Le chiffre d'affaires du groupe SNCF est en croissance de 3,7%, à 16,6 milliards, et la marge opérationnelle progresse également de 16% à 1,9 milliard d’euros au premier semestre 2017. "Le niveau de marge opérationnelle avait été vraiment catastrophique au premier semestre 2016, puisqu'il y avait eu les attentats, les inondations, les grèves. Il était en gros à 4%, c'était un point bas historique. Il est aujourd'hui à 12,5%", a déclaré à l'AFP le président de la SNCF, Guillaume Pepy.

Un TGV qui résiste bien

La SNCF annonce par ailleurs 400 millions d'euros de gains de productivité sur ces six mois, soit plus de la moitié de l'objectif annuel de 670 millions. Les trafics TGV en France, à la peine depuis plusieurs années après avoir été la vache à lait de la SNCF, sont en hausse de 8,4% sur ces six premiers mois, et le chiffre d'affaires augmente de 5,9%. 

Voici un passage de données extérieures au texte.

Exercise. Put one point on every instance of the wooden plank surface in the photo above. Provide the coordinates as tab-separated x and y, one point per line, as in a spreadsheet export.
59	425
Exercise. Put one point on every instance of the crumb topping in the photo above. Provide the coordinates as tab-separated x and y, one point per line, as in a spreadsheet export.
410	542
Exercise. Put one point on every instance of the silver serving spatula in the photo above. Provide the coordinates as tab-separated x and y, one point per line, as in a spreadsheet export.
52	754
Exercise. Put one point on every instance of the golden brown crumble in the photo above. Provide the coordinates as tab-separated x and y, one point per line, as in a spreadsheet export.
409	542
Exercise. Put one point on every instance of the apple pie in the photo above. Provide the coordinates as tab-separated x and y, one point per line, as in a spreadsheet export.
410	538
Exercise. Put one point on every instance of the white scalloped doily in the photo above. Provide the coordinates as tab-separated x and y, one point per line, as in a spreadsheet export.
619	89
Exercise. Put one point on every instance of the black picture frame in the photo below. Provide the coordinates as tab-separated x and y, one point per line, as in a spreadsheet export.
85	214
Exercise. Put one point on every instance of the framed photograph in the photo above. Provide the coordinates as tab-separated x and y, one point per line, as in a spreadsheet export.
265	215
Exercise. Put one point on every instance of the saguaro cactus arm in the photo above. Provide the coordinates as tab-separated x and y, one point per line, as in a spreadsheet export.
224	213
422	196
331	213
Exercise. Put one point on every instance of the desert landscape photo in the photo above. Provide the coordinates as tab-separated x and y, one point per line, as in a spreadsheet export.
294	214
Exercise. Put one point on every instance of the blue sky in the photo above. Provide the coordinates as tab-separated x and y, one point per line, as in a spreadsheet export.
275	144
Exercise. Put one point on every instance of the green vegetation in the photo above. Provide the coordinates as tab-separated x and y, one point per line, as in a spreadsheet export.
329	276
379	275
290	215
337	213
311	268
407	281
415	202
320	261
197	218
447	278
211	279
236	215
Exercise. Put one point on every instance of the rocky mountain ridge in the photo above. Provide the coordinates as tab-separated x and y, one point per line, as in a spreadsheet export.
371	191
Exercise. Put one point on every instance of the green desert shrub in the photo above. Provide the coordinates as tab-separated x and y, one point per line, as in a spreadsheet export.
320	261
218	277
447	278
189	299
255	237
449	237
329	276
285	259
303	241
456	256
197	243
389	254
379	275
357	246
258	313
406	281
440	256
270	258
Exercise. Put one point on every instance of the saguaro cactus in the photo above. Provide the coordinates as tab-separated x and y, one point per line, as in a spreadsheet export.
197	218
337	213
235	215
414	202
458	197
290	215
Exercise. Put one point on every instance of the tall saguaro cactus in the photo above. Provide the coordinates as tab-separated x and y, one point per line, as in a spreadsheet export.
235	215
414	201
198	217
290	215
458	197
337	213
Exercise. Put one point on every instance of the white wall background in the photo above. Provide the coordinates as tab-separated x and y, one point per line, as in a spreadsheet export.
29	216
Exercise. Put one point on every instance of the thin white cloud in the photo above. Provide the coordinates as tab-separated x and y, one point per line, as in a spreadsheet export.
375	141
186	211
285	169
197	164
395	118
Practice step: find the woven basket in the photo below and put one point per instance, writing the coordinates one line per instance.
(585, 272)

Guillaume Pepy, attribue ce regain de vitalité à "la croissance économique en France, qui est de retour". "On a l'habitude de dire que quand vous avez un point de croissance, vous avez deux points de croissance des trafics TGV", a-t-il précisé. Mais il est aussi dû aux nouvelles offres TGV, et notamment à la multiplication des petits prix. Ainsi, l'offre low-cost Ouigo, qui va  désormais à Strasbourg et à Bordeaux, a progressé de 20% par rapport à la même période l'an passé.

La rentabilité du TGV s'améliore également, avec une marge opérationnelle autour de 13% du chiffre d'affaires. Ce qui n'est toutefois pas suffisant pour financer, notamment, l'achat de nouvelles rames : "les experts s'accordent à dire que pour que l'activité puisse renouveler son appareil de production, il faut qu'on soit aux alentours de 18-19%", a détaillé Guillaume Pepy.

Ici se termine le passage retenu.